I'm working with very big text datasets. I thought about using model.fit_generator
method instead of simple model.fit
, so i tried using this generator:
def TrainGenerator(inp, out):
for i,o in zip(inp, out):
yield i,o
When i try to use it during training using:
#inp_train, out_train are lists of sequences padded to 50 tokens
model.fit_generator(generator = TrainGenerator(inp_train,out_train),
steps_per_epoch = BATCH_SIZE * 100,
epochs = 20,
use_multiprocessing = True)
I get:
ValueError: Error when checking input: expected embedding_input to have shape (50,) but got array with shape (1,)
Now, i tried using simple model.fit
method, and it works fine. So, i think that my problem is in the generator but, since i'm new in using generators, i don't know how to solve it. The full model summary is:
Layer (type) Output Shape
===========================================
Embedding (Embedding) (None, 50, 400)
___________________________________________
Bi_LSTM_1 (Bidirectional) (None, 50, 1024)
___________________________________________
Bi_LSTM_2 (Bidirectional) (None, 50, 1024)
___________________________________________
Output (Dense) (None, 50, 153)
===========================================
At first I added the solution as edit to the question, for the sake of clarity I post it here as answer:
The first comment triggered me somehow. I realized that i misunderstood how generators work. The output of my generator was a list of shape 50, and not a list of N lists shaped 50. So i dug into keras documentation and found this.
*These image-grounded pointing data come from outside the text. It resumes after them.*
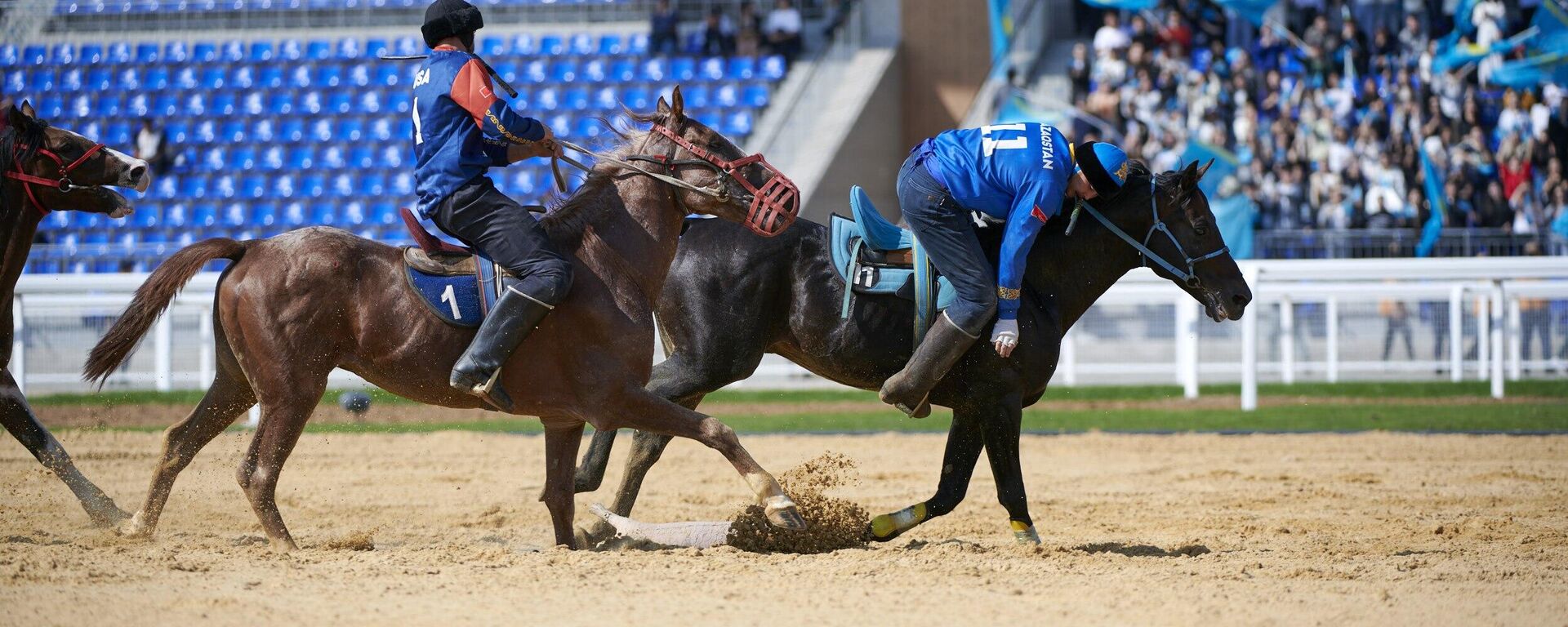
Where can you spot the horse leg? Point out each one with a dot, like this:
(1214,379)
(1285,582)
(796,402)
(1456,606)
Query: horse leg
(226,398)
(20,420)
(1000,449)
(959,465)
(647,411)
(560,465)
(286,407)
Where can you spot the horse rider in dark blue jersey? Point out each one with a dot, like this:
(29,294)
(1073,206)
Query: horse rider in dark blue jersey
(1013,173)
(461,129)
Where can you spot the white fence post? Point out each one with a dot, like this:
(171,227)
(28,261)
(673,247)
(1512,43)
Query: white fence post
(18,366)
(1457,334)
(1515,340)
(1332,313)
(1250,350)
(1187,345)
(1067,361)
(1286,340)
(163,353)
(1499,325)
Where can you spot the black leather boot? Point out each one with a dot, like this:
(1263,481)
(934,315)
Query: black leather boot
(938,352)
(479,369)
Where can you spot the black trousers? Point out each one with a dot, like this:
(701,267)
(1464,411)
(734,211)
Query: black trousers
(499,228)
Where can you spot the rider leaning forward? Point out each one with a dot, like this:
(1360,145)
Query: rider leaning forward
(461,129)
(1015,173)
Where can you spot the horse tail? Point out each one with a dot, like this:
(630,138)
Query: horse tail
(153,300)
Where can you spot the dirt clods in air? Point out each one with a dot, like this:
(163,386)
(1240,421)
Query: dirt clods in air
(831,522)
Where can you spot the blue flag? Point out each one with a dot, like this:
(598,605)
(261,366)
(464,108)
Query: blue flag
(1225,163)
(1433,228)
(1123,5)
(1254,10)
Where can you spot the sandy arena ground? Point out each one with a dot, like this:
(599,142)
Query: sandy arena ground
(1366,529)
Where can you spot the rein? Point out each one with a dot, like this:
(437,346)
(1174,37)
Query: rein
(63,182)
(1189,276)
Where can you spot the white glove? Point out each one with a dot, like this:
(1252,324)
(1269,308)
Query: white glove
(1004,337)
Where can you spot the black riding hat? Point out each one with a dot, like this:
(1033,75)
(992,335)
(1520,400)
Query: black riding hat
(451,18)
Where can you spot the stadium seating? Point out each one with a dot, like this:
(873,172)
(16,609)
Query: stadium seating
(274,136)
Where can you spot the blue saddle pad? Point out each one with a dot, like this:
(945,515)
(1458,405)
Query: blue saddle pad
(460,300)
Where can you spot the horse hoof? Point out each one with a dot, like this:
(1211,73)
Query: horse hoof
(784,514)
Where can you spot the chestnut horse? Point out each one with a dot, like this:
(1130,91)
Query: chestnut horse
(292,308)
(42,170)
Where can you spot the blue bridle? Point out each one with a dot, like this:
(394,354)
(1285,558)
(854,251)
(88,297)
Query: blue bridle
(1189,276)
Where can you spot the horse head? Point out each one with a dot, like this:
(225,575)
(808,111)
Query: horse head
(1184,235)
(742,189)
(63,170)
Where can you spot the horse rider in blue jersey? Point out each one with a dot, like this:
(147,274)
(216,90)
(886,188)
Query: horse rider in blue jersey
(461,129)
(1015,173)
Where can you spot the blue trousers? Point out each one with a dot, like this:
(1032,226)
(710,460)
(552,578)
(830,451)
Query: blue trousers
(949,237)
(490,221)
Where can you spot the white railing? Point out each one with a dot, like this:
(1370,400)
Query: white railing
(1312,320)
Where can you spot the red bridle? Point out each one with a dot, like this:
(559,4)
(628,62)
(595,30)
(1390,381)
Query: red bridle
(63,182)
(773,206)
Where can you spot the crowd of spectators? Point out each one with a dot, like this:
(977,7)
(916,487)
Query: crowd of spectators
(1329,109)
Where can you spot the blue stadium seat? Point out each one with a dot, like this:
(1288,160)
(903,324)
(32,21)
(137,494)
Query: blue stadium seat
(204,216)
(323,214)
(146,54)
(261,51)
(176,52)
(755,96)
(318,51)
(184,78)
(294,216)
(361,157)
(291,131)
(262,214)
(564,71)
(610,44)
(235,216)
(63,56)
(333,157)
(353,214)
(372,185)
(203,52)
(212,78)
(683,69)
(117,54)
(552,46)
(253,187)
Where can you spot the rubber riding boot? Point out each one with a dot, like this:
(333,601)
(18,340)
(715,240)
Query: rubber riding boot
(479,369)
(938,352)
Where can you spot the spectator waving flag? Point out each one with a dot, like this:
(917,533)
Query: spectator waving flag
(1433,185)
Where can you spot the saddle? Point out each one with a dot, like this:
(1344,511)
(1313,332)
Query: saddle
(877,257)
(458,284)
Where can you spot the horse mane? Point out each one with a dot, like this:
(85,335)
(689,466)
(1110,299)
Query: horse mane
(567,216)
(20,145)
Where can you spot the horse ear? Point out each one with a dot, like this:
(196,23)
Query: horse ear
(1205,170)
(678,102)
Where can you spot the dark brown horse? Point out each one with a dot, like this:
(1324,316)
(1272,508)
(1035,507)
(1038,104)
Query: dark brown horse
(41,170)
(292,308)
(733,296)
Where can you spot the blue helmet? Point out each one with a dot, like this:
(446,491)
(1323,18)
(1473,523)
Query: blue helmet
(1104,165)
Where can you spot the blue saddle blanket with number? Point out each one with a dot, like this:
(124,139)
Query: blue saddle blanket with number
(460,289)
(860,248)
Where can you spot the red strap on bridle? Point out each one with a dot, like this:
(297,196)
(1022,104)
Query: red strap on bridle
(61,182)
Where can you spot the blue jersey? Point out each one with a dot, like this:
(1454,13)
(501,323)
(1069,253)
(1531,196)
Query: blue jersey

So, i changed my way of working and this is the class working as a generator:
class BatchGenerator(tf.keras.utils.Sequence):
def __init__(self, x_set, y_set, batch_size):
self.x, self.y = x_set, y_set
self.batch_size = batch_size
def __len__(self):
return int(np.ceil(len(self.x) / float(self.batch_size)))
def __getitem__(self, idx):
batch_x = self.x[idx * self.batch_size:(idx + 1) * self.batch_size]
batch_y = self.y[idx * self.batch_size:(idx + 1) * self.batch_size]
return batch_x, to_categorical(batch_y,num_labels)
Where to_categorical
is the function:
def to_categorical(sequences, categories):
cat_sequences = []
for s in sequences:
cats = []
for item in s:
cats.append(np.zeros(categories))
cats[-1][item] = 1.0
cat_sequences.append(cats)
return np.array(cat_sequences)
So, what i noticed now is a good performance boost of my network, each epoch now lasts the half.